Health plans have much at stake as Congress moves to lay down the do’s and don’ts about use of info gathered via genetic testing.
Managed care governmental affairs and medical directors have been monitoring federal genetic testing legislation for several years, but now, Hill insiders say, with the unanimous passage of the Genetic Information Nondiscrimination Act of 2005 in February by the Senate, their watch-and-see attitude may need to turn into analyze-and-plan mode.
At the very least, observers caution, medical directors should take a hard look immediately at the way their health plans deal with individual and aggregate patient data.
The measure passed by the Senate prohibits discrimination by health insurers and employers against individuals based on genetic information. Health plans could not require genetic information from applicants, or those of family members, as a condition of enrollment. In addition, the bill mandates that insurers not adjust premiums based on genetic information or require individuals to undergo genetic testing.
Congress has unsuccessfully grappled with genetic testing measures in the last several sessions. In 2003, the Senate unanimously passed almost identical legislation (this year’s version deletes one tax-related provision) that would have prohibited the use of genetic information in health insurance coverage decisions, but the measure stalled in the House.
This year’s legislation, however, has created much more of a buzz. With incredible genetic breakthroughs in cardiology and other medical areas seemingly occurring daily, lawmakers have developed a renewed interest in trying to determine how health plans should use genetic information. While no one is in favor of unrestrained, unlimited use of genetic information, of course, it’s a little murky what kinds of limits health plans might be willing to accept.
Let’s start, for example, with the stance of America’s Health Insurance Plans. AHIP’s official position is that genetic information, like all private health information, should be protected and, in fact, HIPAA’s privacy rules already strictly regulate the collection, use, and disclosure of this type of information.
The group points out that there are some very positive aspects to this kind of data. “We believe that genetic information can play an important role in quality improvement activities for early detection and intervention through disease management programs,” says the AHIP spokesman, Mohit Ghose.
HIP’s position statement, which Ghose describes as being a consensus of what its members and board think on the issue, details another area that could be compromised by genetic nondiscrimination legislation: wellness and disease management programs. The Senate measure specifically states that individuals may not be required to undergo genetic tests and mandates that health care professionals may provide information and notify individuals about genetic tests as long as such actions are carried out as a part of a bona fide wellness program. However, AHIP asserts, health plans, viewing the legislation in its totality, may still be reluctant to provide access to relevant screening and disease management programs. And, of course, there’s no guaranteed that the final legislation will contain the provision relating to wellness programs.
In fact, the measure, as passed by the Senate, specifically mandates that health care professionals may notify individuals about genetic tests and provide information about tests so long as such actions are carried out as part of a bona fide wellness program. But the bill also specifically states that individuals may not be required to undergo genetic tests.
At press time, it was unclear when the House would take up the Genetic Information Nondiscrimination Act. What’s standing in the way of enacting legislation? A couple of key questions underlie the current discussion this time around. First, has there been a problem with discrimination based on genetic information? Second, is legislation really needed to address these alleged abuses?

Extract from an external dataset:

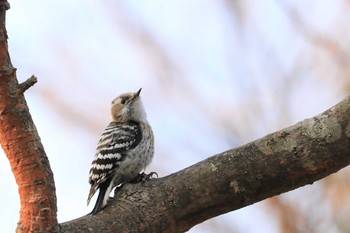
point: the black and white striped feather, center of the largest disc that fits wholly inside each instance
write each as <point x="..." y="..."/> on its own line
<point x="112" y="149"/>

“I don’t think there’s been much discrimination based on genetic information,” says Gregory Piche, a health law lawyer at Holland & Hart. “But I think there’s a huge potential. It makes reasonable underwriting sense for insurers to consider genetic information so as to anticipate problems that could be predicated and planned for.”
The purpose of underwriting, Piche points out, is to accurately predict the costs of coverage in the future, and the genetic predisposition of beneficiaries both individually and collectively are useful factors. The problem arises when the focus shifts from aggregate risk to individual risk: Beneficiaries are punished because their personal genetic makeup increases the risk to insurance companies and increases the cost of insurance coverage to employers.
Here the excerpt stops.